Captain Canty humbled at honour

IT was no surprise that Graham Canty’s first thought when the final whistle blew yesterday was not for himself but for a man left standing in familiar shoes.

Like the man from Bantry, Benny Coulter had spent the last decade weighed down by the wider championship’s market forces despite his classification as one of football’s blue chip properties.

The pair had become accustomed to offsetting those annual losses with profitable forays into the International Rules scene where they habitually add to their reputations.

So, when David Coldrick called for the ball, Canty knew what to do.

“Benny is an outstanding player and I know what it is like to lose finals,” said the 30-year old. “He has been around a long time and has a lot of experience. He has an awful lot of years left in him yet. I’m not trying to write him off just yet and he was outstanding again this year. He is a real leader on that Down team so the first thing I did was commiserate with him.”

Many another man would have lost themselves in the moment, flopped to the turf in gratitude and relief after so many near misses, but Canty’s demeanour matched that of his imperturbable manager. “It feels alright,” he said with masterly understatement. “I suppose you would feel very humble being captain of this bunch. That’s the only reason I am in here, because I am captain and I feel very humble for that.”

Canty has been through it all. He has succumbed to injuries from time to time but never to defeat and disappointment. Yesterday was his reward just as it was for other old-timers like Nicholas Murphy, Derek Kavanagh and Noel O’Leary.
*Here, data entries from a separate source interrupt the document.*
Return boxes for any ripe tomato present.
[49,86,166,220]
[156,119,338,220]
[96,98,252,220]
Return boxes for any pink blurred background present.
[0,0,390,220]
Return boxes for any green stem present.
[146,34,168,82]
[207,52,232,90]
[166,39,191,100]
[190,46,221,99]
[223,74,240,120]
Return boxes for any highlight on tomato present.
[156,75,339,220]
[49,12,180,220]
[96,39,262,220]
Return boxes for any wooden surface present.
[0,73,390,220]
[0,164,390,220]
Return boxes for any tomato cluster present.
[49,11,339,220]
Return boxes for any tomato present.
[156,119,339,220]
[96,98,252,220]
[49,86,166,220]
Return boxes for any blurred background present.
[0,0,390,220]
All of those men carried more baggage than they would have wished for into Croke Park yesterday not to mention the tag of favourites after their lengthy spell perched just below Kerry and Tyrone on football’s summit.
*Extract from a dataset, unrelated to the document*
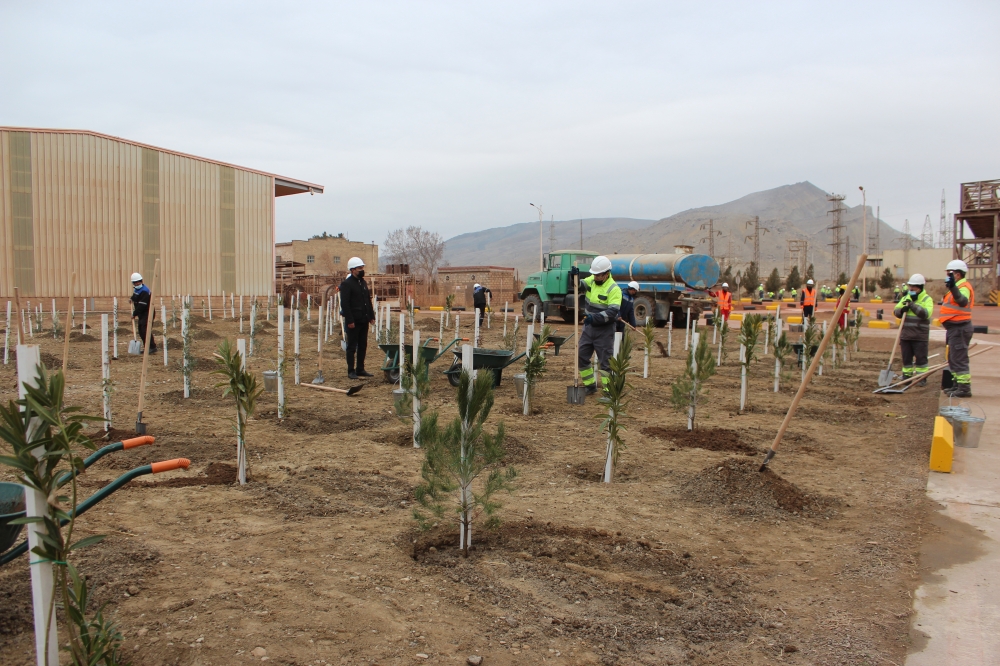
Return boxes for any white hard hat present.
[590,254,611,275]
[945,259,969,273]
“There was a small bit of pressure but pressure is a funny thing. There is only as much pressure as you make it out. There is pressure in football and there is pressure in life and you have to compare the two things. The pressure in football is no comparison to what happens outside of Croke Park or outside of Páirc Uí Chaoimh. That is real pressure, like. We are playing a sport we love.”

Their experiences of playing in All-Ireland finals may have been bad but it stood to them on this occasion, not least at half-time when they reached the sanctuary of the dressing room after a worrying first half.

Frank Cogan, team masseur and a Celtic Cross winner in 1973, set the tone. “Frank is a very calm man at the best of times and that transfers on to the players. Lads hadn’t played very well. We had made mistakes but that was because of the intensity of Down in the first half. It was like they were playing with two extra players but we had our chances as well.”

Cork’s sangfroid at that point owed itself to more than just Cogan’s zen-like state. Nicholas Murphy was already warming up while Canty and Colm O’Neill were preparing for entrances in his wake.

Though named in the team on Thursday night, Canty was always aware that the hamstring he damaged in the quarter-final defeat of Roscommon was not quite up to the task of seeing out 70 minutes.

“I kind of knew myself when I didn’t make the 15 against 15 last weekend. Even if I had played the 70 minutes of that I’d have still been struggling because I hadn’t played since before the Roscommon game. I had just missed too much football.

“I wouldn’t have been on a par with the lads that were training all the time. The lads were going well in training. It was a high tempo. I was nowhere near it.”

He may have been part of the second wave but Canty has always been of primary importance to this Cork football team.